Why are we so fascinated? There he stands, thirty feet, three hundred feet, or even a thousand feet above the ground, on a wire barely three inches wide. Whether he is walking across a circus ring, Niagara Falls, or a New York thoroughfare, we marvel at the wire walker or tight-rope walker. Why? Because against all odds he keeps his balance. One mistake will send him plummeting; but he doesn’t make that mistake. And so we marvel.
And yet in so many ways we are that wire walker. We balance life and career, family and friends, children and sanity. Even in our Christian walk, we have to maintain that balance. We have to be careful about extremes. We have to balance a hatred of sin with love for people. We balance on the wire between temptation and self-righteousness. There is another balancing act that many people seem to fail at. That is the balancing act between free-will and God’s control.
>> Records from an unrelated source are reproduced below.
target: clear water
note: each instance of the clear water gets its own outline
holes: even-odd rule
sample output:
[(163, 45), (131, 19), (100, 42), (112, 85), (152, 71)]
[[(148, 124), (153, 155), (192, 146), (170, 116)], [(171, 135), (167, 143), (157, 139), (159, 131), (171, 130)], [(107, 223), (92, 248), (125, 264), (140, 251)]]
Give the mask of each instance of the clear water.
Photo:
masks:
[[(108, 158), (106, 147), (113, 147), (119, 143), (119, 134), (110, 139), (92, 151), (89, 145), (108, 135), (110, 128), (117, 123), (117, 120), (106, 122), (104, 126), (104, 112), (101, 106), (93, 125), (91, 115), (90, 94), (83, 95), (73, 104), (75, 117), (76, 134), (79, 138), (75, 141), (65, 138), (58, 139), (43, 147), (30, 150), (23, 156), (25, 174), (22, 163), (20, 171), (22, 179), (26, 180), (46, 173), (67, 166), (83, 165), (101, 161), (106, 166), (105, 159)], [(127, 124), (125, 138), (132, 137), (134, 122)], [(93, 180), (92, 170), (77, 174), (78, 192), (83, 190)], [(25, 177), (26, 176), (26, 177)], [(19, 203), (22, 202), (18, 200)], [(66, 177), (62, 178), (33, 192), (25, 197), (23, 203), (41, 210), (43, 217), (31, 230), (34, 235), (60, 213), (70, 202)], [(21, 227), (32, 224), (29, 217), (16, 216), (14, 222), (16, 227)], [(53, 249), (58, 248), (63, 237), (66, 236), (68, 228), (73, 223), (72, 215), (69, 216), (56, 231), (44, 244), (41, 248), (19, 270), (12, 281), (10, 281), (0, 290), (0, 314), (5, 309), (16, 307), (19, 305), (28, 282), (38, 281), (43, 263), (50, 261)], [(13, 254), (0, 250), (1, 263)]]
The one extreme is that man has no free will, that everything is controlled by God. There are, of course, variations on this theme. Proponents of predestination vary from “our eventual outcome is predestined” to “God controls every event and aspect of your life.” Even some who believe in free will may constantly sing that “God is in control.” And it is true. God has an ultimate plan for man and “all things work together for good to them that love God, to them who are the called according to his purpose.” (Rom 8:28) The question is whether this takes all control from man. The comfort of this doctrine is that everything will work out well, ultimately. The danger of this doctrine is that, if God is in control then man has no control, and therefore no responsibility. In the extreme, this says that if God controls every aspect and action of my life, then anything bad that happens is God’s fault. Rather than “Every good gift and every perfect gift is from above, and cometh down from the Father of lights,” (Jas 1:17) God becomes either both good and evil or neither good nor evil. The terms good and evil become meaningless. Instead of “whence come wars and fightings among you? come they not hence, even of your lusts that war in your members?” (Jas 4:1), the answer is that they come from God. This relieves man of any guilt; this negates the doctrine of sin.
The other extreme is that God created man and then stepped out of the picture altogether. Some have said that the Deist philosophy was that God created the world as a great clock, then wound it up and walked away while it wound itself down. This is actually the God that many of the Founding Fathers of America believed in. God created, but then relinquished all control. This means that man is ultimately “the master of my fate; … the captain of my soul.” (Henley, in “Invictus”) The ultimate doctrine of this belief is that right and wrong are determined by man and circumstance. Then Hamlet is right that “nothing is either good or bad but thinking makes it so.” If God has left control of my life up to me, then he cannot fault me for that control. Again, there is no sin.
If God is in control in the big picture, but not in the details, then is that control at all? Some Renaissance art is attributed to a master, but some of the backgrounds or smaller details were actually painted by apprentices. So who painted the work? Should it be attributed to Leonardo, or to the school of Leonardo? Is God like that, taking credit for the work of men? Actually, this may be the wire we walk. As somebody says, “Everything happens for a reason. Sometimes that reason is that you are stupid and make bad decisions.” God has a plan and a purpose, but he lets us make mistakes. Because he has expressed his will, then he has the right to punish those mistakes. Sin exists. But sin exists because God is in control, but not altogether in control.
How do we walk this tightrope? Maybe we don’t. Maybe we accept that God is in control, but we have free will. Maybe our job is just to surrender that free will to God’s control. We don’t have to understand it; we just have to do it.